Eczacı, bu serzenişlere alışmış tavrıyla rahat rahat anlatıyor. Ben bilmem, sistem bilir, havasında. Ha, bir de bir tek ilacın da tamamını ödemiyor. Sizden fark almamız gerekiyor, diyor. Azzet bibi, çarşafını omuzlarından, oturduğu sandalyeye indiriyor. “Hele bah, hanı benim sosyal gövencem varıdı? Hanı ben yıllarca çalışıp vergimin yanında bir de bu gövenceme para yatırdıydım? İlaçlarımın tamamını da ödemiyiler anam. Bu nasıl iş? diyor.
Eczacı, taksit taksit veriyor kara haberleri. Azzet bibinin yüzüne korkarak bakıyor artık. “Muayene ücreti 12 lira, emekli aylığınızdan kesilecek. Bir de bize muayene ücreti olarak üç lira ödeyeceksiniz.” der demez Azzet bibi ayağa fırlıyor: “Abooooooooğ! Beni dohdor mayana etmişdi. Hanı, burada mayana mı oldum kü benden mayana parası isdiysin? Mayışımdan 12 pangınotu neye keseceklerimiş. Yıllarca ödedim, öleneçe de mi ödeyecem? Maleteli Özal da gatma değer mi Fatma değer mi, neyise işde ondan icat etdiydi.
Aha, Allah hakkından gele sağlıh bahanı! Aha, Allah hakkından gele malıya bahanı! Sac üsdündeki gavurga gibi çatırdayasın sisdem! Soyguncu bunlar gurban. Adımığı at, soyul; adımığı geri çek, soyul. Sanki dersin ki Azzet bibi gıyah emekli.
Gözlüğümü büle 3 seneden evvel vermeme gararı almışlar. Bıldır, gözlüğümün üsdüne düşdüm. Gırıldı gözlüğümün sapı. İp bağladım çağam. İpinen gulağıma asıyım gözlüğümü. Daha iki sene beyle at gözlüğüynen gezeceem.
 Ganlar sıça, mezer mezer geze, türemiyesiceler… Haydı gurban, haydı gedek.

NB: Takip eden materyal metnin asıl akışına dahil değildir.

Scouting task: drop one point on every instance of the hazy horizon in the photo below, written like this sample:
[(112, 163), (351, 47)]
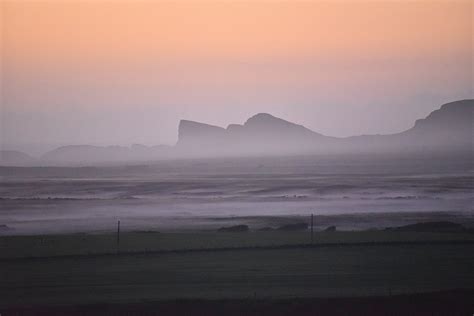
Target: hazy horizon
[(372, 68)]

Ölmüşüm de ağlayanım yoh. Ört kü ölem, ört kü ölem çağam… Aboooooooğ, ölem dedim de ölmek de paraynan deel mi? Mezer yeri, kefen, yuma, imam… Hep para… Neydeceem ben?”
 
Sultan KILIÇ- Malatya      


                     

Yorum yapabilmek için üye girişi yapmanız gerekmektedir.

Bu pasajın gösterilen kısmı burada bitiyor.